While on a roll with the old days and CSS history, the above post’s comments provided a link to The Elephants of Style, a March 14, 1997 article by Paul Bissex for the now defunct Web Review online magazine. Bissex wrote about the new CSS and the discussions about HTML and browsers' proprietary tags. Reading this again reminded me why I’ve been such a strong advocate of Web standards for all these years. In 1997 those browser wars and growing browser differences were an increasingly bigger nightmare for designers and developers to manage cross-browser, cross-platform support. Version 5 browsers finally became more supportive of Web standards, much to our relief, making a major positive difference for site owners, designers, developers, and browser users. Our current cross-browser, cross-platform CSS problems loom around Internet Explorer’s bugs, such as the list that the Web Standards Project wrote June 23, 2003:
- No support for attribute selectors (Windows/Mac)
- Incomplete support for PNG (Windows)
- No support for the W3C event model (Windows/Mac)
- No support for adjacent selectors (Windows)
- No support for border-spacing (Windows/Mac)
- No support for position: fixed (Windows)
Ah, what a difference it would make if Microsoft would at least fix those bugs during this long delay before they release the next version of Windows with its integrated browser. It’s been clear for some time that Microsoft has no intention of doing so, however.
There are also major concerns about IE’s next generation browser and the delay until it comes out.

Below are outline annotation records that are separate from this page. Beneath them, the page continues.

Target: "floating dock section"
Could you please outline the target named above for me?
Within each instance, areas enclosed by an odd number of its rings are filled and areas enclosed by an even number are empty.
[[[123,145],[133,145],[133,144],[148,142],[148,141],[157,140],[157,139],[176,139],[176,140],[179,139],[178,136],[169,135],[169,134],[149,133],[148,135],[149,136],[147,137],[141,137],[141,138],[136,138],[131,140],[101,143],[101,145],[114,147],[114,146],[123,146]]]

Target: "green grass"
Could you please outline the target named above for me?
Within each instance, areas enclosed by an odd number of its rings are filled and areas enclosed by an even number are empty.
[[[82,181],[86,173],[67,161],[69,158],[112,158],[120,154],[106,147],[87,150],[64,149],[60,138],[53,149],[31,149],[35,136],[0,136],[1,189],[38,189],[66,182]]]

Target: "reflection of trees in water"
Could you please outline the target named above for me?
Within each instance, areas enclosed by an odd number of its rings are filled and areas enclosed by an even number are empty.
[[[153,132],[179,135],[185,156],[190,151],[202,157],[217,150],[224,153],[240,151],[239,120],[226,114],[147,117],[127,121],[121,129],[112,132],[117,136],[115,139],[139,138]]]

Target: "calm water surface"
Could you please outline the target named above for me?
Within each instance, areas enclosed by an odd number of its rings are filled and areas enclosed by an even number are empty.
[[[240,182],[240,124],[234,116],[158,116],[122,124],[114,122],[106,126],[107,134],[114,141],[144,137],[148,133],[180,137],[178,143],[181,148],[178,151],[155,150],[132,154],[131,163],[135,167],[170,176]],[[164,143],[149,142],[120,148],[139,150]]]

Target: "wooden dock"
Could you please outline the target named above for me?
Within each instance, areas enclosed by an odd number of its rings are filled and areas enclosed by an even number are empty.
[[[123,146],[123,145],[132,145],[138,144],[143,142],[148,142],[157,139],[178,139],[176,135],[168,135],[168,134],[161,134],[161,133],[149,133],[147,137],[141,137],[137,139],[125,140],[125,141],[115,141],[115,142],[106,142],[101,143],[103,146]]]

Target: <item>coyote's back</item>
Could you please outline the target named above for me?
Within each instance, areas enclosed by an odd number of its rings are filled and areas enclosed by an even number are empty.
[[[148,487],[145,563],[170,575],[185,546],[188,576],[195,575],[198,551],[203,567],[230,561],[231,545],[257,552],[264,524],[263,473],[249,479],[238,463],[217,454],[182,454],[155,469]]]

My rants and raves through the years are all because I love what I do and I feel so passionate about my work in Web design and development. John’s article above gave me a chance to once again reflect on where we’ve been and how far we’ve really come, too. I was also reminded that my eight-year anniversary of officially building websites is around the corner. Unbelievable. My, how time flies when you’re having fun.